Microsoft Releases Phi-3.5 AI Models
The launch of the brand new AI fashions was announced by Microsoft government Weizhu Chen in a put up on X (previously generally known as Twitter). The Phi-3.5 fashions provide upgraded capabilities over the predecessor, however the structure, dataset and coaching strategies largely stay the identical. The Mini mannequin has been up to date with multilingual assist, and the MoE and Vision fashions are new inclusions within the AI mannequin household.
Coming to technicalities, the Phi-3.5 Mini has 3.8 billion parameters. It makes use of the identical tokeniser (a device that breaks down textual content into smaller models) and a dense decoder-only transformer. The mannequin solely helps textual content as enter and helps a context window of 1,28,000 tokens. The firm claims it was skilled utilizing 3.4 trillion tokens between June and August, and its information cut-off is October 2023.
One key spotlight of this mannequin is that it now helps a number of new languages together with Arabic, Chinese, Czech, Danish, Dutch, English, Finnish, French, German, Hebrew, Hungarian, Italian, Japanese, Korean, Norwegian, Polish, Portuguese, Russian, Spanish, Swedish, Thai, Turkish, and Ukrainian.
The Phi-3.5 Vision AI mannequin has 4.2 billion parameters and it consists of a picture encoder that permits it to course of data inside a picture. With the identical context size because the Mini mannequin, it accepts each textual content and pictures as enter. It was skilled between July and August on 500 billion tokens of knowledge and has a textual content information cutoff of March.
Finally, the Phi-3.5 MoE AI mannequin has 16×3.8 billion parameters. However, solely 6.6 billion of them are lively parameters when utilizing two specialists. Notably, MoE is a way the place a number of fashions (specialists) are skilled independently after which mixed to enhance the accuracy and effectivity of the mannequin. This mannequin was skilled on 4.9 trillion tokens of knowledge between April and August, and it has a information cutoff date of October 2023.
On efficiency, Microsoft shared benchmark scores of the entire particular person fashions, and primarily based on the information shared, the Phi-3.5 MoE outperforms each Gemini 1.5 Flash and GPT-4o mini within the SQuALITY benchmark which assessments the readability and accuracy when summarising a protracted block of textual content.
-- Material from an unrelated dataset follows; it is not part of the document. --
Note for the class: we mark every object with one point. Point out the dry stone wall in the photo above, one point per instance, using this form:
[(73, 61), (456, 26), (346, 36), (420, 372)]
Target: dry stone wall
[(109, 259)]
This assessments the lengthy context window of the AI mannequin.
However, it must be talked about that it isn’t a good comparability since MoE fashions use a special structure and require extra space for storing and extra subtle {hardware} to run. Separately, the Phi-3.5 Mini and Vision fashions have additionally outperformed related competing AI fashions in the identical section in some metrics.
Those eager about making an attempt out the Phi-3.5 AI fashions can entry them by way of Hugging Face listings. Microsoft mentioned that these fashions use flash consideration which would require customers to run the programs on superior GPUs. The firm has examined them on Nvidia A100, A6000, and H100 GPUs.